次世代シーケンスワークフローを開始する前に、核酸を単離して精製してください。一部のDNA抽出法では阻害剤を導入する場合があり、NGSワークフローで発生する酵素反応に悪影響を与える可能性があります。最良の結果を得るには、サンプルタイプに最適化された抽出プロトコールを使用してください。RNAシーケンス実験では、逆転写によりRNAをcDNAに変換します。
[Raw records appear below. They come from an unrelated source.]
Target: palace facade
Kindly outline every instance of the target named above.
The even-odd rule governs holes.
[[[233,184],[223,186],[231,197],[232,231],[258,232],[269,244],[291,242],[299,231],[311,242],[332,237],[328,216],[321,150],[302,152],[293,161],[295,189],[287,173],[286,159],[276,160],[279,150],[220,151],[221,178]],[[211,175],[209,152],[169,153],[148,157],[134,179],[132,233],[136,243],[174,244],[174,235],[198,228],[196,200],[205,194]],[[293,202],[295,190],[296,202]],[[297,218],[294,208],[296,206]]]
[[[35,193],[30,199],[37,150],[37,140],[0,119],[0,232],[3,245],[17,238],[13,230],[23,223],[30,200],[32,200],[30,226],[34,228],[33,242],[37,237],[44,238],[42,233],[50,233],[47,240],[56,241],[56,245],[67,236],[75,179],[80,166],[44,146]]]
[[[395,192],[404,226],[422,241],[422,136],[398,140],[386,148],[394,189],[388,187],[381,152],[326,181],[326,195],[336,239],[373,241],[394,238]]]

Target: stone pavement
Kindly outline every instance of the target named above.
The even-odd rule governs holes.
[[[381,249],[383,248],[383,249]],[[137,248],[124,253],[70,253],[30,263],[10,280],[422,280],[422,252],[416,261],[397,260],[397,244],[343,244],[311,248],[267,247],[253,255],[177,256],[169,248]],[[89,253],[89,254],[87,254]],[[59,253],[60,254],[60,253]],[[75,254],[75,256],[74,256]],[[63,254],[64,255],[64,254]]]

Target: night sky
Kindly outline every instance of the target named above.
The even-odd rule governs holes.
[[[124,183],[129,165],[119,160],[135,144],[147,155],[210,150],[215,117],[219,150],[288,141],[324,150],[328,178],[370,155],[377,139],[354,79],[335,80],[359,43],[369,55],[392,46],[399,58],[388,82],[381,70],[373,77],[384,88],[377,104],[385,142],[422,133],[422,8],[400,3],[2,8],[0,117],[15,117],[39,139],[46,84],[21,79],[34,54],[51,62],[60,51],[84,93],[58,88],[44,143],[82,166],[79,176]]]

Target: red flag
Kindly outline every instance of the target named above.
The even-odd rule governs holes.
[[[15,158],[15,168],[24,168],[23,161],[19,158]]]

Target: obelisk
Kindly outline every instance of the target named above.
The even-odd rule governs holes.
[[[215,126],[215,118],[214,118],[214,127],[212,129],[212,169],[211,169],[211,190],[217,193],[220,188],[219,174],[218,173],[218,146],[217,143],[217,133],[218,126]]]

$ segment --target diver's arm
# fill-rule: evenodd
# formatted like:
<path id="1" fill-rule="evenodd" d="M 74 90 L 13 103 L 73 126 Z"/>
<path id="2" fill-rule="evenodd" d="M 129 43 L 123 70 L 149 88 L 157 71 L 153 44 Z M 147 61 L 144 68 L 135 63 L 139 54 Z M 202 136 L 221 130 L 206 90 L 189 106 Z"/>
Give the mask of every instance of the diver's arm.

抽出後、ほとんどのNGSワークフローにはQCステップが必要です。純度評価にはUV分光光度法を、核酸定量には蛍光測定法を使用することを推奨します。

NGSワークフローのステップ1: ライブラリー調製

NGSワークフローの成功にはライブラリー調製が不可欠です。このステップでは、DNAまたはRNAサンプルがシーケンサーと互換性を持つように調製します。シーケンスライブラリーは通常、DNAを断片化し、専用アダプターを両端に追加することで作成されます。イルミナのシーケンスワークフローでは、これらのアダプターにはDNA断片がフローセルに結合できる相補的なシーケンスが含まれています。その後、断片を増幅および精製することができます。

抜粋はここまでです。